Emblématique de la démarche ironique et critique de Lucien de Samosate vis-à-vis des philosophes et de la religion de son temps, ce texte met en scène une visite supposée d’Icaroménippe dans le domaine des Dieux.
Icaroménippe présente, de par le nom qu’il porte, quelque ressemblance avec Icare, fils de Dédale, qui s’abîma dans la mer Icarienne pour s’être un peu trop approché du soleil, alors qu’il s’envolait au moyen d’ailes confectionnées par son père, l’architecte du labyrinthe de Minos. En effet, Icaroménippe, archétype des aventuriers de la conquête de l’air, prend son envol vers les cieux après s’être greffé une aile d’aigle et une aile de vautour. Cette dissymétrie va lui valoir quelques déboires.
Quant à « Ménippe » (l’autre moitié du nom du héros), elle peut s’inspirer du nom porté par le philosophe cynique Ménippe de Gadara, antérieur de quatre ou cinq siècles à l’époque de Lucien, célèbre pour ses railleries, et inspirateur d’un genre poético-satirique qui connut son heure de gloire à la Renaissance : la Satire Ménippée.
S’envoler, que ce soit pour aller voir les Dieux ou contempler les bassesses humaines avec du recul, voilà qui peut renvoyer à Cyrano de Bergerac et ses techniques aéronautiques poétiques, ou encore au « Diable Boiteux » de Lesage, qui soulevait les toits pour mieux donner à voir au héros les turpitudes privées qui s’y ourdissaient. Et, bien qu’Icaroménippe nie devant son interlocuteur que son voyage aérien pût n’être qu’un rêve, cette éventualité du voyage auprès des Dieux pendant la nuit peut également évoquer la fable, plus bonhomme, du « Curé de Cucugnan » d’Alphonse Daudet.
Car Icaroménippe finit bien par rencontrer Zeus et tous les Immortels. Il est vrai que ce n’était pas là son unique projet : au départ, notre cosmonaute de pacotille voulait prendre du recul pour observer plus sereinement le fonctionnement du monde, et tenter d’y comprendre quelque chose. Du point de vue de Sirius, comme on dit.

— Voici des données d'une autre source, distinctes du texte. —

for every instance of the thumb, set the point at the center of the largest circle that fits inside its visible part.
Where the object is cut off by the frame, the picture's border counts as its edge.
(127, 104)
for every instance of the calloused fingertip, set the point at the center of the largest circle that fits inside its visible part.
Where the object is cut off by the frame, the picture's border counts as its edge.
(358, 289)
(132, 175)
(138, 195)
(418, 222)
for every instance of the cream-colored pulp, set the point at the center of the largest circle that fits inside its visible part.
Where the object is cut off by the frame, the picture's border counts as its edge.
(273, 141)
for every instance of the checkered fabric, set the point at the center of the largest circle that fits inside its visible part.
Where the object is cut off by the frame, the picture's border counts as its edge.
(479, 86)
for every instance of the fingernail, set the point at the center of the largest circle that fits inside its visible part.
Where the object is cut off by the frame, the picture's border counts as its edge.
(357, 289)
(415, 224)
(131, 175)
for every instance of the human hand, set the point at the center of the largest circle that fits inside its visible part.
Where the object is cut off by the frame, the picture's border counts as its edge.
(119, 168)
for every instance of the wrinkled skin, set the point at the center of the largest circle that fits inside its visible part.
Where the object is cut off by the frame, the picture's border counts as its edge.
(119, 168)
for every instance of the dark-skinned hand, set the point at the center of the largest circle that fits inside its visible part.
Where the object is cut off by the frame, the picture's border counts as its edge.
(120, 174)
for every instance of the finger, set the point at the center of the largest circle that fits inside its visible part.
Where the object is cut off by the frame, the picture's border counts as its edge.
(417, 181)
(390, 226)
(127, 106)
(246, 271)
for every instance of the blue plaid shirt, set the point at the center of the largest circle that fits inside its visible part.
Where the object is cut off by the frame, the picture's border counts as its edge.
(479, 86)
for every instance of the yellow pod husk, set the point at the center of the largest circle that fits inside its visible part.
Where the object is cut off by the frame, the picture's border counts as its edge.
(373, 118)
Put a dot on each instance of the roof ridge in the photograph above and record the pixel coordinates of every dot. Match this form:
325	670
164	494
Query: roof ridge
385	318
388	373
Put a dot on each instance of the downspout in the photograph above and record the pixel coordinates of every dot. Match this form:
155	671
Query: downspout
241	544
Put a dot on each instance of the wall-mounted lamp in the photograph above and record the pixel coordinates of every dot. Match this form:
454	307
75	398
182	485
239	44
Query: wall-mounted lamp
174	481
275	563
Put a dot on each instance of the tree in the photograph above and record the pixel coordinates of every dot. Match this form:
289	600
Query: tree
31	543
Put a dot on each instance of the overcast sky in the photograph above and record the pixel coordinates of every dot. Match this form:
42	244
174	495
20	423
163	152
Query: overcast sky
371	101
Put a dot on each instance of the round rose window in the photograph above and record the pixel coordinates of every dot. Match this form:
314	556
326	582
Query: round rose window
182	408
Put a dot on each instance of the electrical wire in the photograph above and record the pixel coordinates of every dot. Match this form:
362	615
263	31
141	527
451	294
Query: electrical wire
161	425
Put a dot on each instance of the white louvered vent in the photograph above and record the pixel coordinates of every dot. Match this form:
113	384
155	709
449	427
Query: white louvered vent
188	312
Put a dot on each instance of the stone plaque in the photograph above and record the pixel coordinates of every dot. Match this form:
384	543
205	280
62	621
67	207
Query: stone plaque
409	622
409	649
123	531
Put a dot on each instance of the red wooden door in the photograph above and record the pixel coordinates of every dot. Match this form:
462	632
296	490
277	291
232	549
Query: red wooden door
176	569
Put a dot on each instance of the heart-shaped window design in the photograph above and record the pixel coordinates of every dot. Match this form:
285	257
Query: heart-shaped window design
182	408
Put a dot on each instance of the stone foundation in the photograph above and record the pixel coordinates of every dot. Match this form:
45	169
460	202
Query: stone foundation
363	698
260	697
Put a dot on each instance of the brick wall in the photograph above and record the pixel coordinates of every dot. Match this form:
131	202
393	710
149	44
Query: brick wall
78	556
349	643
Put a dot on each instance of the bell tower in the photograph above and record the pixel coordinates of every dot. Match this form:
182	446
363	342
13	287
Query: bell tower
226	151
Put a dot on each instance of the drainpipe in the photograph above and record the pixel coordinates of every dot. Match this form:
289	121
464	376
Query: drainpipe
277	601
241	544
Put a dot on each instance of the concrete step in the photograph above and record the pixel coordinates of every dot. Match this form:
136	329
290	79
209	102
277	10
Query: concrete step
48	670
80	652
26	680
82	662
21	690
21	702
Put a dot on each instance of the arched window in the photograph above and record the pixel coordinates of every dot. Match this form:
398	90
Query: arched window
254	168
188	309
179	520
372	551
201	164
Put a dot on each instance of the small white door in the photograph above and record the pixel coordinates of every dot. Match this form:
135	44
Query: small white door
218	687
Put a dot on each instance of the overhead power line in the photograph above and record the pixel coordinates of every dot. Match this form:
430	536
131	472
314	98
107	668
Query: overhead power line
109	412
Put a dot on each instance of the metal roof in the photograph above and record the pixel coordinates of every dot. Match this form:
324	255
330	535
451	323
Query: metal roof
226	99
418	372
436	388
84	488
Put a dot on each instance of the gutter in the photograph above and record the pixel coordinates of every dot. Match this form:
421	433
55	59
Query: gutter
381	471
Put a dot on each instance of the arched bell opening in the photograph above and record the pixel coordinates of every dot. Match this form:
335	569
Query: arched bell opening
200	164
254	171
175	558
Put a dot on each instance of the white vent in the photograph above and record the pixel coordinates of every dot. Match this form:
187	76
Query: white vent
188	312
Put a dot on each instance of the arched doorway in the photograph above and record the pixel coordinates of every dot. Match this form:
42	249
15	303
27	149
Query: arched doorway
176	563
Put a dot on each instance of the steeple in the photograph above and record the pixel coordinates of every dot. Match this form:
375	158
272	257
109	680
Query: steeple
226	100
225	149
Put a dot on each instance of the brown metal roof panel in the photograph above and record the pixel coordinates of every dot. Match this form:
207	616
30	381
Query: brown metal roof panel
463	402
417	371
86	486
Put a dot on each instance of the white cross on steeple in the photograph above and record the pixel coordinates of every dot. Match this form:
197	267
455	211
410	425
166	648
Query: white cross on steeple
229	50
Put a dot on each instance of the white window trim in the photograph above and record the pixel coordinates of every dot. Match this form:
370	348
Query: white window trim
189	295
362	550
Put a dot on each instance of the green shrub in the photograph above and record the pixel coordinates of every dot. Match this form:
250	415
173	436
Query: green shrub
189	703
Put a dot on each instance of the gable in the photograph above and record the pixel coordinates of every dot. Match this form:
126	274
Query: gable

Il n’est pas sans intérêt de se rendre compte ce qu’il cherche à élucider : y a-t-il un ordre dans l’univers (« cosmos » ordonné) ? ou bien tous les éléments qui s’y trouvent ne sont-ils qu’un bric-à-brac informe, régi par le hasard ? Visiblement, Icaroménippe penche vers la deuxième option ; mais il se préoccupe également de chercher à expliquer les mécanismes des phénomènes naturels : éclairs, tonnerre, pluie, neige, etc. Ce côté météorologique de la philosophie n’intéresse plus guère Heidegger, Sartre ou Onfray, mais il constituait une interrogation majeure des « physiciens » grecs antiques : expliquer, et maîtriser, les phénomènes naturels. Chacun y allait de son hypothèse explicative – et ces hypothèses étaient parfois farfelues. On se référera aux recueils des fragments des philosophes présocratiques (Anaximandre, Anaximène, Héraclite, etc...), à la « Physique » et aux « Météorologiques » d’Aristote, et, dans le monde romain, aux « Questions Naturelles » de Sénèque.
Mis en présence de tous ces philosophes bavards qui profèrent des explicatives étranges et incohérentes, Icaroménippe cherche à en savoir plus. Il observe, à toutes les distances et à toutes les échelles, le comportement des humains sur Terre, et les actes sordides auxquels se livrent même les plus grands personnages. Cette vision à distance est l’expression on ne peut plus transparente de l’attitude de Lucien, qui se démarque de toute adhésion formelle aux ridicules sociaux pour mieux en rire.
Reçu par les Dieux, Icaroménippe ne peut que constater qu’ils se soucient d’une désaffection croissante des êtres humains à leur égard : moins de fidèles, moins d’actes du culte, moins de sacrifices. Les dieux se comportent en PDG déplorant que leur entreprise religieuse est en crise. On voit Zeus, fonctionnaire de l’Olympe, recevoir à heure fixe, dans la journée, les prières les plus mesquines et les plus contradictoires émanant des humains par l’intermédiaire d’un puits, exauçant les uns, laissant les autres le bec dans l’eau.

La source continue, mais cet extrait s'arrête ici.